Quand Raf Simons dessinait pour Jil Sander
Du color block à la Techno Couture
01 Luglio 2024
À la question « sur quelle marque aimeriez-vous mettre la main », Raf Simons n’a jamais hésité : « Jil Sander ou Helmut Lang ». Du premier, il est devenu directeur créatif en 2005, un an avant que la marque allemande ne soit rachetée par la société de capital-investissement Change Capital Partners, après la parenthèse tumultueuse de Prada commencée en 1999. La nomination de Raf Simons est arrivée à un moment crucial pour la marque, fondée en 1968 : Jil Sander était déjà sortie de la société et n'avait plus aucun rôle dans la direction créative, la scission avec le groupe Prada était définitive.
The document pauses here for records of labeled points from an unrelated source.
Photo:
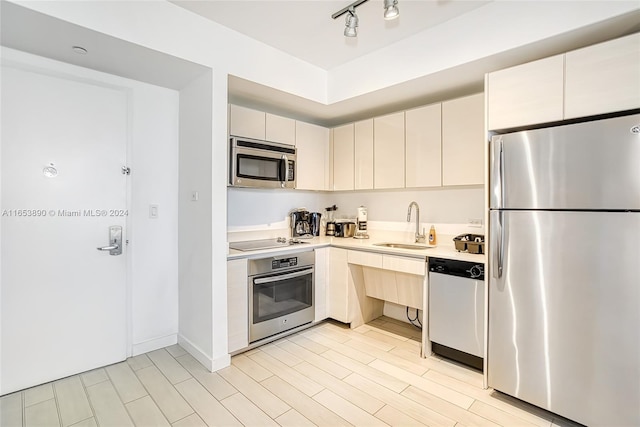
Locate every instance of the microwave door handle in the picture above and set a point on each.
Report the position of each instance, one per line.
(284, 171)
(273, 279)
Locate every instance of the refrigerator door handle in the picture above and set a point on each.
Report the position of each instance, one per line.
(498, 252)
(501, 173)
(497, 172)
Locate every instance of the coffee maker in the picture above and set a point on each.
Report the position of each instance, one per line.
(304, 224)
(361, 224)
(300, 223)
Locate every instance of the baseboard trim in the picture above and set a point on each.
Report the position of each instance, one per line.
(153, 344)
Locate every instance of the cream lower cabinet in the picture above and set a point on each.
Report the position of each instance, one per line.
(312, 147)
(347, 301)
(423, 145)
(603, 78)
(400, 280)
(463, 141)
(321, 280)
(359, 283)
(237, 305)
(388, 151)
(337, 287)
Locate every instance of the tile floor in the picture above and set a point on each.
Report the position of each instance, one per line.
(327, 375)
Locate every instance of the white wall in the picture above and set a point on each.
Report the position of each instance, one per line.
(154, 242)
(253, 206)
(438, 205)
(152, 156)
(195, 226)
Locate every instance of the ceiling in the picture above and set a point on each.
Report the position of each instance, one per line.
(305, 29)
(33, 32)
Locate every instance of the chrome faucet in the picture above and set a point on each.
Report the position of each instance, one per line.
(420, 238)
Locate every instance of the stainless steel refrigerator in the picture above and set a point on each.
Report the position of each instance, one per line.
(564, 284)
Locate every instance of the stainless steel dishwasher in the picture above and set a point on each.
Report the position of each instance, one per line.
(456, 310)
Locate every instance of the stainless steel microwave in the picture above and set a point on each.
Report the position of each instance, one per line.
(256, 163)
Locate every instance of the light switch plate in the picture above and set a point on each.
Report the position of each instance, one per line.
(153, 211)
(474, 222)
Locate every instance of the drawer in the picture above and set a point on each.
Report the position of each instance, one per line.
(404, 264)
(368, 259)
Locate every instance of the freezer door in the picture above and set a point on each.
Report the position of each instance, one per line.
(564, 314)
(591, 166)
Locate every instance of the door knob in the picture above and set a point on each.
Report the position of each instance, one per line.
(115, 241)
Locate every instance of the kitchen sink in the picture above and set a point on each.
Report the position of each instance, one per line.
(403, 246)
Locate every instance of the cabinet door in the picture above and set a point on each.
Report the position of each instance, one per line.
(388, 154)
(338, 286)
(320, 285)
(237, 304)
(343, 149)
(364, 155)
(246, 122)
(280, 129)
(312, 143)
(463, 141)
(604, 78)
(423, 142)
(526, 94)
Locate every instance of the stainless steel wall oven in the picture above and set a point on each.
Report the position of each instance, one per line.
(281, 293)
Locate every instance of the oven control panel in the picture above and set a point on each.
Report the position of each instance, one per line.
(284, 263)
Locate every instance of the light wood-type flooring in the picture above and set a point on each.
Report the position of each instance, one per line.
(327, 375)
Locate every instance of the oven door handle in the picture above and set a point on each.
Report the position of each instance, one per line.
(272, 279)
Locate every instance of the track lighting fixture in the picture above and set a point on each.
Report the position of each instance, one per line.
(391, 9)
(351, 22)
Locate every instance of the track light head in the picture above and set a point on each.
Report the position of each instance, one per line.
(391, 10)
(351, 24)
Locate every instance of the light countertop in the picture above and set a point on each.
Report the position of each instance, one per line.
(444, 250)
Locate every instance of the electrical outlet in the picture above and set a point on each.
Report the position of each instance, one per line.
(474, 222)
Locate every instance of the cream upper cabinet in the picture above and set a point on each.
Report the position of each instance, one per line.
(388, 151)
(280, 129)
(463, 141)
(526, 94)
(603, 78)
(312, 143)
(363, 155)
(343, 150)
(246, 122)
(423, 130)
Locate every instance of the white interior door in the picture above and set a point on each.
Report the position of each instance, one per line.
(64, 303)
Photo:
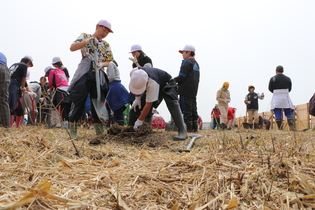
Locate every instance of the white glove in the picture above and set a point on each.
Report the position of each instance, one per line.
(138, 123)
(136, 102)
(133, 59)
(91, 40)
(100, 65)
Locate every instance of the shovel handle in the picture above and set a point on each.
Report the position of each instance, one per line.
(97, 73)
(191, 143)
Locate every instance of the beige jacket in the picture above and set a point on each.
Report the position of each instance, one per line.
(222, 95)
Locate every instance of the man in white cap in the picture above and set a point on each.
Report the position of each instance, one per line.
(57, 63)
(83, 81)
(158, 85)
(188, 82)
(17, 87)
(4, 94)
(139, 57)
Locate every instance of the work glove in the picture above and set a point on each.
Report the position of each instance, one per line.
(23, 89)
(133, 59)
(100, 65)
(91, 40)
(138, 123)
(136, 102)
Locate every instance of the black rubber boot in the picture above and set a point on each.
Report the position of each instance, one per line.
(279, 124)
(177, 116)
(132, 118)
(120, 122)
(189, 127)
(223, 126)
(291, 123)
(195, 126)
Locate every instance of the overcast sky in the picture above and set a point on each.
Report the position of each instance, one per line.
(240, 41)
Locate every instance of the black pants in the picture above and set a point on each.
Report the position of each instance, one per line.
(168, 93)
(77, 109)
(189, 108)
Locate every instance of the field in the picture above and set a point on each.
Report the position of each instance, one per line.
(235, 169)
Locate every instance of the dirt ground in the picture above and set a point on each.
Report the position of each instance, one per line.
(236, 169)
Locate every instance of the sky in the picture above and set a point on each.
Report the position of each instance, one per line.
(240, 42)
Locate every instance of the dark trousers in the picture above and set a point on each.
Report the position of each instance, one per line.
(77, 109)
(188, 106)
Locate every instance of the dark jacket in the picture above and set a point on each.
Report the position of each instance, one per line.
(188, 78)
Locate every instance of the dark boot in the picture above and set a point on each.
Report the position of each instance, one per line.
(279, 124)
(291, 123)
(73, 130)
(120, 122)
(132, 118)
(99, 129)
(195, 126)
(223, 126)
(178, 120)
(189, 127)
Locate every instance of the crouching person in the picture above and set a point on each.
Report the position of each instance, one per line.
(158, 85)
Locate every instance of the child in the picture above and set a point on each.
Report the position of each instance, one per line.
(251, 101)
(17, 87)
(188, 82)
(158, 85)
(118, 95)
(223, 98)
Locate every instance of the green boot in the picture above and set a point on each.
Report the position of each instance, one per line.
(176, 114)
(99, 129)
(73, 130)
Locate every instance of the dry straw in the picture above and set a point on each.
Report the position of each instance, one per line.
(224, 170)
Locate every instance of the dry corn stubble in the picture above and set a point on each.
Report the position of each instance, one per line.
(253, 169)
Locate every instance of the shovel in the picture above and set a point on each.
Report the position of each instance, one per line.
(191, 143)
(98, 104)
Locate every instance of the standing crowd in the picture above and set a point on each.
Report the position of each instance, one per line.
(55, 101)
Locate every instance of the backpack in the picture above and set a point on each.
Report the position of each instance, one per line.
(312, 106)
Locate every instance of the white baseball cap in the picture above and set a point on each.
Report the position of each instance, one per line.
(135, 47)
(47, 69)
(138, 82)
(55, 60)
(107, 24)
(30, 58)
(187, 48)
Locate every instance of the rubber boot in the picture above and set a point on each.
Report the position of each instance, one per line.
(18, 121)
(73, 130)
(223, 126)
(132, 118)
(195, 126)
(11, 120)
(291, 123)
(189, 127)
(99, 129)
(279, 124)
(176, 114)
(120, 122)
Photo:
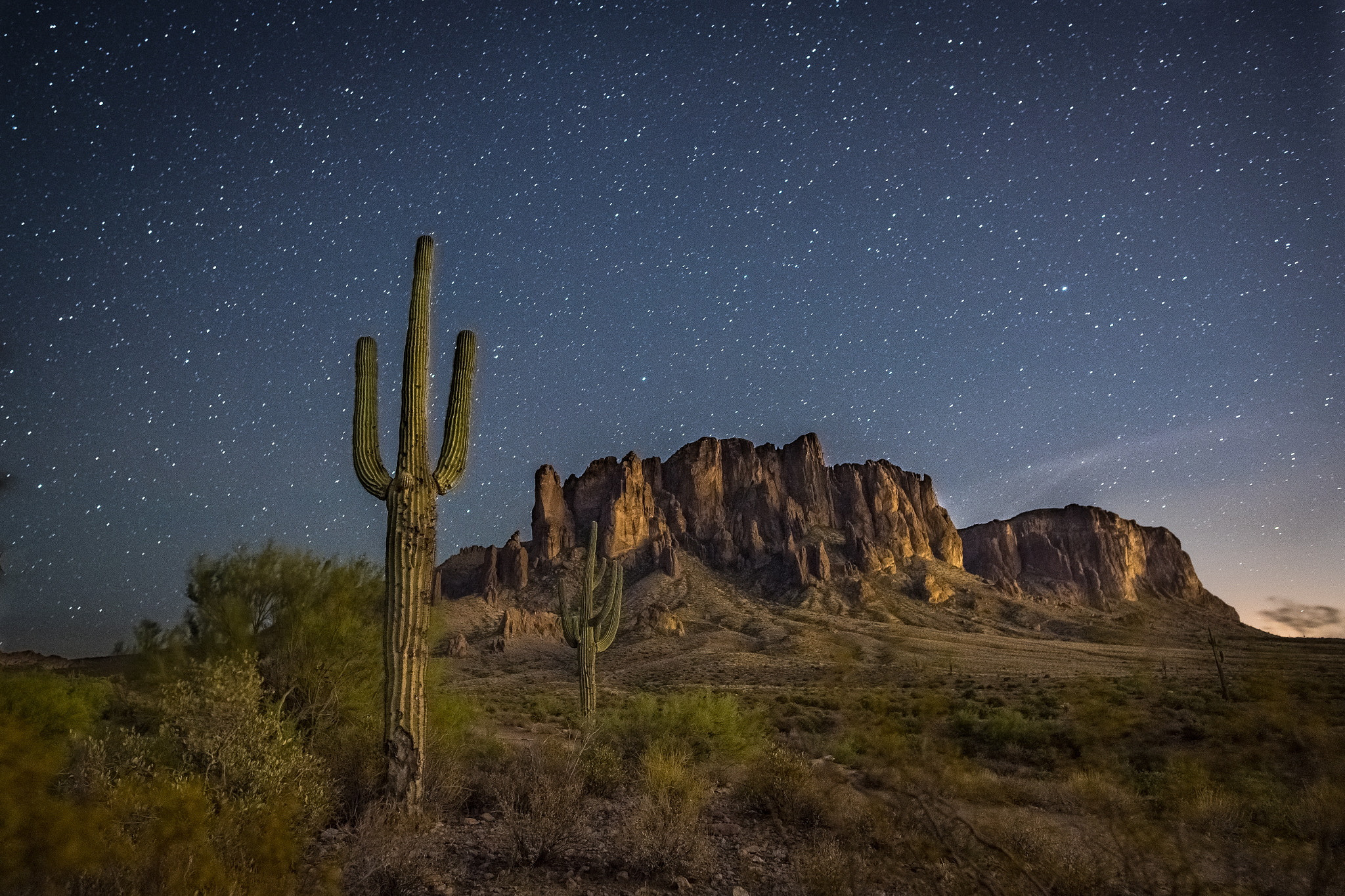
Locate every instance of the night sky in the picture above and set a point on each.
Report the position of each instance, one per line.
(1047, 253)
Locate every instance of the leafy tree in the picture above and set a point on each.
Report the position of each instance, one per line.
(314, 625)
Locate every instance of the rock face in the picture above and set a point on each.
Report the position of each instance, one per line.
(485, 571)
(1086, 555)
(658, 620)
(740, 505)
(517, 622)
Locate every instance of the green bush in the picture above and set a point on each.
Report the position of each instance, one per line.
(667, 832)
(54, 706)
(699, 723)
(782, 785)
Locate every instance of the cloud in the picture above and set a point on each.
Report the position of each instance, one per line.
(1301, 620)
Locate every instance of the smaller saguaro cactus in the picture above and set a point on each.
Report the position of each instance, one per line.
(585, 631)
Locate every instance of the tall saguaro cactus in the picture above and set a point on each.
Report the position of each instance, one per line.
(588, 633)
(412, 519)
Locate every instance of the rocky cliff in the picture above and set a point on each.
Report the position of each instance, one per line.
(735, 504)
(1086, 555)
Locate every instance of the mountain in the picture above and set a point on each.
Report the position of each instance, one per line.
(853, 539)
(1086, 555)
(744, 507)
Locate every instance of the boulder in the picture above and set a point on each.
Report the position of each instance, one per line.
(517, 622)
(513, 565)
(658, 620)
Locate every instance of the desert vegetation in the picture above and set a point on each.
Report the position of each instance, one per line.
(241, 753)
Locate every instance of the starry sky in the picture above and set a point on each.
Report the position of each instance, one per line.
(1047, 253)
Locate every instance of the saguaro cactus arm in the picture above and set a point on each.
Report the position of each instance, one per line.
(569, 621)
(613, 584)
(369, 461)
(452, 457)
(611, 617)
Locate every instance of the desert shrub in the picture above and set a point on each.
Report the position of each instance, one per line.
(314, 625)
(1006, 733)
(209, 788)
(779, 784)
(666, 832)
(54, 706)
(540, 794)
(699, 723)
(604, 770)
(824, 868)
(43, 839)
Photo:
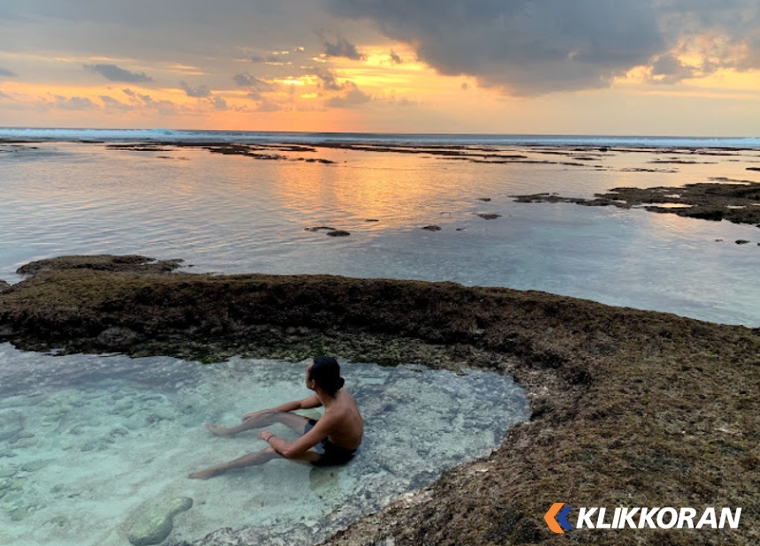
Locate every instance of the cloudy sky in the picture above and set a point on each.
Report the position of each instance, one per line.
(657, 67)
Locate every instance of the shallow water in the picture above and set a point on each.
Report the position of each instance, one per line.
(232, 214)
(85, 441)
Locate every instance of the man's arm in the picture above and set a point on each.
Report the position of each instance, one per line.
(289, 450)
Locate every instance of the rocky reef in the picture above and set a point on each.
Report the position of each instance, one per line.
(629, 408)
(737, 201)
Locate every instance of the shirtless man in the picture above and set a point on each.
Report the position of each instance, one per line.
(331, 440)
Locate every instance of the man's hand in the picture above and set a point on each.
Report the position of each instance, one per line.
(251, 415)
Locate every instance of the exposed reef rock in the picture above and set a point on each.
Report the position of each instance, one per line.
(629, 408)
(11, 425)
(735, 202)
(152, 525)
(102, 262)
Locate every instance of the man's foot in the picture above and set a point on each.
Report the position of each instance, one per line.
(219, 431)
(202, 474)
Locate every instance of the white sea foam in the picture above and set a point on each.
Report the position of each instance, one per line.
(127, 135)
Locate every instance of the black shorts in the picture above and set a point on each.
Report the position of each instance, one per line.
(330, 454)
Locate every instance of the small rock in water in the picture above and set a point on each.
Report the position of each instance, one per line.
(154, 524)
(20, 513)
(319, 228)
(11, 424)
(34, 466)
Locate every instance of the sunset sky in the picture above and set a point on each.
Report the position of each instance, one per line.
(625, 67)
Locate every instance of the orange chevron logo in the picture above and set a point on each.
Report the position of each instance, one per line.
(556, 518)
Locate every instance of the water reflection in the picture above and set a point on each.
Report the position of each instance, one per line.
(235, 214)
(86, 449)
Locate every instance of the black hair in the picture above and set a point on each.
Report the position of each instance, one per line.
(326, 373)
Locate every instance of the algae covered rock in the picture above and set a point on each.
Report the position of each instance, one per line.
(154, 523)
(11, 424)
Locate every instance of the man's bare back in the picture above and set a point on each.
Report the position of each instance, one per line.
(332, 439)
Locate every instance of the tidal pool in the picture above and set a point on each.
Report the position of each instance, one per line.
(87, 442)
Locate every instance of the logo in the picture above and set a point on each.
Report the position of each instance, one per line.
(556, 518)
(640, 518)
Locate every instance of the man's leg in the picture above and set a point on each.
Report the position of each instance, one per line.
(252, 459)
(296, 422)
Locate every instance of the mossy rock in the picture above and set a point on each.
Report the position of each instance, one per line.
(154, 524)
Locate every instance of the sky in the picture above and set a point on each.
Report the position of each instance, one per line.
(607, 67)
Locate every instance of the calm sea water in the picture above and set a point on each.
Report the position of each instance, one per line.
(234, 214)
(87, 441)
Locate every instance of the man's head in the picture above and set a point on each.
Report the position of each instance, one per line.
(324, 372)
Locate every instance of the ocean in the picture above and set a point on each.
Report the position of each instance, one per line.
(67, 191)
(90, 443)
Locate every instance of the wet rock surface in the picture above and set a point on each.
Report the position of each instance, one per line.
(630, 408)
(11, 424)
(723, 199)
(153, 524)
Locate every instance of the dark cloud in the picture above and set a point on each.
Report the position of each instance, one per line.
(219, 103)
(532, 47)
(668, 69)
(73, 103)
(328, 79)
(199, 92)
(354, 97)
(246, 80)
(113, 104)
(527, 46)
(342, 48)
(267, 106)
(116, 74)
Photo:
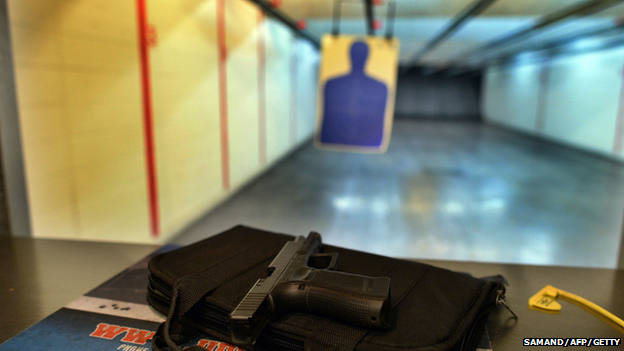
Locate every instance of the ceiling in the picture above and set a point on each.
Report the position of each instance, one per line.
(419, 21)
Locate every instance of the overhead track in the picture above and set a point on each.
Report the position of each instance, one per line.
(581, 10)
(468, 13)
(289, 22)
(560, 42)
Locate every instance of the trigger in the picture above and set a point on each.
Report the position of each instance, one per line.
(323, 261)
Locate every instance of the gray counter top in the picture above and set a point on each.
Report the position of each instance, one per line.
(37, 277)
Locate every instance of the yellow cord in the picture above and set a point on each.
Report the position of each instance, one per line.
(545, 300)
(591, 305)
Simons, qui à l’époque avait un diplôme en design industriel, de l'expérience en tant que directeur du département Mode de l’Université des Arts Appliqués de Vienne et en tant que directeur créatif d'une marque culte portant son propre nom, infatigable explorateur du menswear, il s'est soudain retrouvé catapulté parmi les patrons féminins de Jil Sander. « Je ne me rapportais qu'à Walter Van Beirendonck, Ann Demeulemeester, Dirk Van Saene, Dries Van Noten et Martin Margiela, qui faisaient leur travail de manière indépendante » racontait-il il y a quelques années dans une interview accordée à Vogue. « Maintenant, je dois faire face à deux marques, la mienne qui est très petite et Jil, qui est une grande entreprise. Je comprends les différences et chaque jour je me demande laquelle des deux est la plus en phase avec moi. Aussi parce que j'aime beaucoup les deux ».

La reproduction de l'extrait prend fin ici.